Scikit-learn vs. TensorFlow vs. PyTorch vs. Keras
Machine learning libraries exist for many applications - AI-powered tools, predicting, computer vision, and classifying, to name a few. If you're looking to use these libraries to create applications or solve problems, you'll want to choose the right tool for the job. Let's take a look at the differences between some of the more frequently mentioned libraries to help you decide.
Scikit-learn vs. TensorFlow
Scikit-learn is a widely used open source machine learning library for Python. It's built on top of and integrates with commonly used libraries such as NumPy, SciPy, Matplotlib and pandas, making it accessible and versatile.
Consider scikit-learn if you're new to machine learning or developing something using non-neural network algorithms.
Consider TensorFlow if you want to use a deep learning approach in conjunction with hardware acceleration through GPUs and TPUs, or on a cluster of computers (which scikit-learn doesn't natively support).
PyTorch vs. scikit-learn
PyTorch is a deep learning software library for Python, C++ and Julia. PyTorch is primarily used for end-to-end building and training of deep neural networks with the ability to create custom models and learning algorithms.
Scikit-learn is a library for traditional machine learning algorithms used for clustering, classification, regression, etc. Scikit-learn's black-box nature makes it more accessible to those who are relatively new to machine learning.
Consider PyTorch if you're developing applications that have computationally expensive tasks, such as natural language processing, computer vision, etc. With Pytorch, you're also able to use GPU acceleration to your advantage.
Consider scikit-learn if you're developing a small, exploratory project that doesn't require a substantial amount of data. With scikit-learn your focus would not be on customization, but on the speed and user-friendliness of the machine learning algorithms.
Keras vs. scikit-learn
Keras is a high-level deep learning framework that abstracts away many of the low-level details and computations by handing them off to TensorFlow.

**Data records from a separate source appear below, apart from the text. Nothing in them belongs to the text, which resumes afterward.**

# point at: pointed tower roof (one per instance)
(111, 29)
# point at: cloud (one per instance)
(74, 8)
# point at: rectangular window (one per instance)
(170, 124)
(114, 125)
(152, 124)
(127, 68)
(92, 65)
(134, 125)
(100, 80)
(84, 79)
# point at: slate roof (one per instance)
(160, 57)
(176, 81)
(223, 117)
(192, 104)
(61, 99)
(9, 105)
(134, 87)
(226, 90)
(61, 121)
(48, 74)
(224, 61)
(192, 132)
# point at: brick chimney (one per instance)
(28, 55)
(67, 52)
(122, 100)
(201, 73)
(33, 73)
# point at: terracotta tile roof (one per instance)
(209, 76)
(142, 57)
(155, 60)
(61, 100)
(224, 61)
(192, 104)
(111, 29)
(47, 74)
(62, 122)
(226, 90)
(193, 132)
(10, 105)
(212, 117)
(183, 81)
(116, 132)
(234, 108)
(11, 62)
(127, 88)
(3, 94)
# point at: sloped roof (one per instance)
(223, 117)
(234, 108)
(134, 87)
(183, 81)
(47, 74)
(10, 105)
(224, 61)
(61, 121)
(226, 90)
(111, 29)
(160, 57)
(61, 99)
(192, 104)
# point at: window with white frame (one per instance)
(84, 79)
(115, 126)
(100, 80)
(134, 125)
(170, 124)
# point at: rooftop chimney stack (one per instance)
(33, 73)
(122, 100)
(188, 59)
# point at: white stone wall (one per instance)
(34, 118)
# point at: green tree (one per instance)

This allows Keras to have reduced code complexity despite being a deep learning framework.
Scikit-learn has an even greater level of abstraction for common machine learning algortihms. Scikit-learn doesn't have native support for GPU computing and deep learning.
Consider Keras if your application/model has to use neural networks to learn from large amounts of data. Keras also caters for those who are fairly new to deep learning.

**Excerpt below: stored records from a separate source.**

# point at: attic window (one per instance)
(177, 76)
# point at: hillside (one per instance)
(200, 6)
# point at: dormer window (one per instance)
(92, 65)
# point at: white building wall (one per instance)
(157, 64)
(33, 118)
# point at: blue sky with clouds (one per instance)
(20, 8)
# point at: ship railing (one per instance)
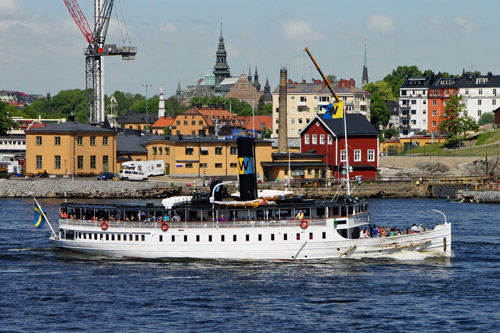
(113, 225)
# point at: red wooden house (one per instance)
(326, 136)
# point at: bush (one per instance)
(486, 118)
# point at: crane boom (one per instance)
(94, 52)
(322, 75)
(79, 18)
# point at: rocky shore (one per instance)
(91, 188)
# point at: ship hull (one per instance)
(252, 243)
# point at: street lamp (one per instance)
(147, 114)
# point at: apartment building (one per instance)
(70, 148)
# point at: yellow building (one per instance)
(199, 156)
(70, 148)
(404, 144)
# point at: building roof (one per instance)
(193, 139)
(130, 142)
(261, 121)
(215, 114)
(70, 127)
(356, 124)
(319, 87)
(132, 117)
(163, 122)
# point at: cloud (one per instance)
(381, 23)
(11, 8)
(464, 24)
(298, 30)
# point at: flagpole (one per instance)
(344, 115)
(45, 217)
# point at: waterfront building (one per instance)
(70, 148)
(304, 100)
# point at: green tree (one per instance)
(6, 123)
(456, 120)
(382, 89)
(486, 118)
(399, 75)
(380, 113)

Consider scikit-learn if you require a model for statistical purposes, predictions, classification, or clustering. Scikit-learn works well with relatively small datasets that require general machine learning computations.
PyTorch vs. TensorFlow
PyTorch is a deep learning framework with a pythonic and object oriented approach. PyTorch has more debugging and testing options than TensorFlow.
TensorFlow is a low-level deep learning library that provides workflows to high-level APIs such as Keras - albeit with less computational power. TensorFlow is currently more widely used than PyTorch.
Consider PyTorch for its many debugging capabilities, if Python is central to your development.
Keras vs. TensorFlow
TensorFlow runs as a back-end to Keras, but also as its own standalone library for low-level computations.
Consider Keras if you're relatively new to deep learning or looking to use a high level API that makes the most of the TensorFlow framework. As with any library, Keras takes into account best practices with comparatively less complexity.
Consider TensorFlow if you require greater funtionality and performance on large datasets. TensorFlow requires you to be slightly adept with deep learning to capitalize on what it has to offer.
Keras vs. PyTorch
Keras is a deep learning software library that functions as a high-level interface for TensorFlow, resulting in comparatively slower computations with less complexity.
PyTorch is a low-level computation framework with superior debugging, pliability and performance capabilities.
Consider Keras if want to use deep learning algorithms and models with relatively small datasets. Keras is more readable and approachable for beginners.
Consider PyTorch if you have deep learning experience or want to create a custom model. PyTorch is not natively capable of running models on a browser, but you can convert models to TensorFlow.js to get around this.